In 2006, a buddy and I planned a hiking trip to Montana’s Glacier National Park. The first day on the trail I bent over to pick up something and my Sony point-and-shoot digital camera fell out of my rain-shell pocket bounced on a rock and fell to the ground. The lens mechanism jammed and the camera was a loss. That Sony was my first digital camera, and at the time, an expensive purchase. We drove into Kalispell that evening to replace it – I wasn’t going to go the rest of the trip without a camera. That was when I knew I was hooked on landscape photography. The next year I went to Africa and upgraded to a Nikon DSLR. Continuing my fascination with Landscape Photography, and animals and airplanes and people…OK, I may have a problem.
Trying to capture that perfect shot is always a challenge. I’ve been fortunate to hike and explore in many amazing places, but not every trip rewarded me with a great shot. Over the years I have watched my photographs improve, partly due to better equipment and partly due to learning from past mistakes. I thought I would share a few lessons I have learned.
The first is to protect your equipment.
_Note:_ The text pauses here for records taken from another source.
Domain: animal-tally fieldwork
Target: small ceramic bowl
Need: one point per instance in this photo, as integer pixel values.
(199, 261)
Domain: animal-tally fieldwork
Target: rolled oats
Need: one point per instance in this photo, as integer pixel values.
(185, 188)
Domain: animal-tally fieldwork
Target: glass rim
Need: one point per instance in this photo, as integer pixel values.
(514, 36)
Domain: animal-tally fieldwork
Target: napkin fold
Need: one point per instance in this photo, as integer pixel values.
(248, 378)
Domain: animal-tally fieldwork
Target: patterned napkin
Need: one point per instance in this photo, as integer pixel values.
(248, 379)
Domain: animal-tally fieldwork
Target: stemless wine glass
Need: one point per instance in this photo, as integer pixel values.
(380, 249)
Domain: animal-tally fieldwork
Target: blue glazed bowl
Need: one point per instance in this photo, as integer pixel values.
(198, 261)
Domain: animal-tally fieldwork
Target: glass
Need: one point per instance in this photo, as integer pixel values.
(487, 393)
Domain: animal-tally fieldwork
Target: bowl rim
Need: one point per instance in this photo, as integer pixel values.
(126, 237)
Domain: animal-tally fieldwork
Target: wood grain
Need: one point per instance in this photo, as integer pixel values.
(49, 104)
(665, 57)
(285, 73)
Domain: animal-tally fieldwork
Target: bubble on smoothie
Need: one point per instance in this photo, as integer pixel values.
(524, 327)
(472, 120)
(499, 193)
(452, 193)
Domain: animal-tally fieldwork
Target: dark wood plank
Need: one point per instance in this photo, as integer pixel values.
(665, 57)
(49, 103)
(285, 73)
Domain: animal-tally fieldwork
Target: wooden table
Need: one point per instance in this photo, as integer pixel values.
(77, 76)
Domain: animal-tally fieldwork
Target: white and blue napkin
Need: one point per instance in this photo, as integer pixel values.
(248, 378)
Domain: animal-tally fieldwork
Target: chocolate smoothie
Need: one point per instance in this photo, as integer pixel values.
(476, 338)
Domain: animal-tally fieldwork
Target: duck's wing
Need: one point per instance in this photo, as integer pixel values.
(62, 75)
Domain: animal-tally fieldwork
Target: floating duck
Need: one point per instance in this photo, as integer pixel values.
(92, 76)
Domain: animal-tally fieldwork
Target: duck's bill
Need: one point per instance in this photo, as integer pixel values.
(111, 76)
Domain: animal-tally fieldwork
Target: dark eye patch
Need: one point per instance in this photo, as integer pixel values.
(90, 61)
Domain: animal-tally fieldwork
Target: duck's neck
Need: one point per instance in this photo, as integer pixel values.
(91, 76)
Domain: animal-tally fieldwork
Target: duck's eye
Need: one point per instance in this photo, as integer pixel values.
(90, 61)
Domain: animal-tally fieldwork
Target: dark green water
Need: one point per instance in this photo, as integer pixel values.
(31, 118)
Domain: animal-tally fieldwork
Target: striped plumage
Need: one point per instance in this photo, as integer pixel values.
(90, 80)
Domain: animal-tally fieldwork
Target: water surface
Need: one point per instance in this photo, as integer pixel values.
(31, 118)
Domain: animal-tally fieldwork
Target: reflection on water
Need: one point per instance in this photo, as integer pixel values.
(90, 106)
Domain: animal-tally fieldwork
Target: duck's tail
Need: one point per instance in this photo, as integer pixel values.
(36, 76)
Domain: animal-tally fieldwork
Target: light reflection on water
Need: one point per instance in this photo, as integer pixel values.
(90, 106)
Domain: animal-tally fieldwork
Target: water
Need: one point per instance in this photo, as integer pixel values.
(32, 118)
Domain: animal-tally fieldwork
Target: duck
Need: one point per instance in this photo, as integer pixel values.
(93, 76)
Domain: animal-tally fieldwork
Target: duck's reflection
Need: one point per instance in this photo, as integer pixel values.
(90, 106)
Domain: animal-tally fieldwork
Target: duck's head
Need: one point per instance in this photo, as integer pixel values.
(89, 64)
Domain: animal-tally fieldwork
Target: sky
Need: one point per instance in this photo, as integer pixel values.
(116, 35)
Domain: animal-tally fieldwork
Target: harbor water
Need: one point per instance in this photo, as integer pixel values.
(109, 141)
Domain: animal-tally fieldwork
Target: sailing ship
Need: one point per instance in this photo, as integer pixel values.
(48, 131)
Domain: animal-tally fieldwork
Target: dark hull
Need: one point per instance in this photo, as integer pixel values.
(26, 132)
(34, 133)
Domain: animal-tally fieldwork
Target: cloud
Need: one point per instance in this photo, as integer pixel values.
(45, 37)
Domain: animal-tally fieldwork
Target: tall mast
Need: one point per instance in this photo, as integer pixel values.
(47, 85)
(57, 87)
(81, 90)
Have a good strap on your camera and use it – don’t drop your camera on a rock. Have a backpack or other bag to transport your camera and lenses. I use a regular Osprey Stratos 36 – amazing pack, but another post – on the trail to carry my hiking supplies and camera equipment. I typically carry one camera body and one or two lenses. When you take your camera out, take your pack off, the same when stowing it.
The second tip is to take a moment and survey the scenery with your eyes. It is easy to get tunnel vision looking through a view finder. I came home from a trip a few years ago and was looking through my buddy’s pictures – he had an amazing view of Yosemite Valley that I had missed because I had not taken a moment to survey the entire view. The second part of this is to put the camera away and enjoy the beauty before you sometimes.
The third tip is to take advantage of sunset and sunrises. They truly are the golden hours when it comes to landscape photography. The photo of Kintla Lake was about an hour before sunset. The mosquitoes were trying to eat us alive, but the photographs were worth it!
The last tip is about camera settings. First, shoot wide, you can always crop the photo down later, but you can’t add back what you missed. I will often shoot a series across the horizon and then pick the best when I edit. Use the highest f/stop you can for the situation as you want maximum depth of field. I carry a small 6″ tripod when hiking – it is light and transports easily, but often I will use a rock or log if I don’t want to get out the tripod.
We hike and explore the outdoors to enjoy, not solely to take photographs. Enjoy the journey, explore, take your time. My favorite images are often from unexpected locations.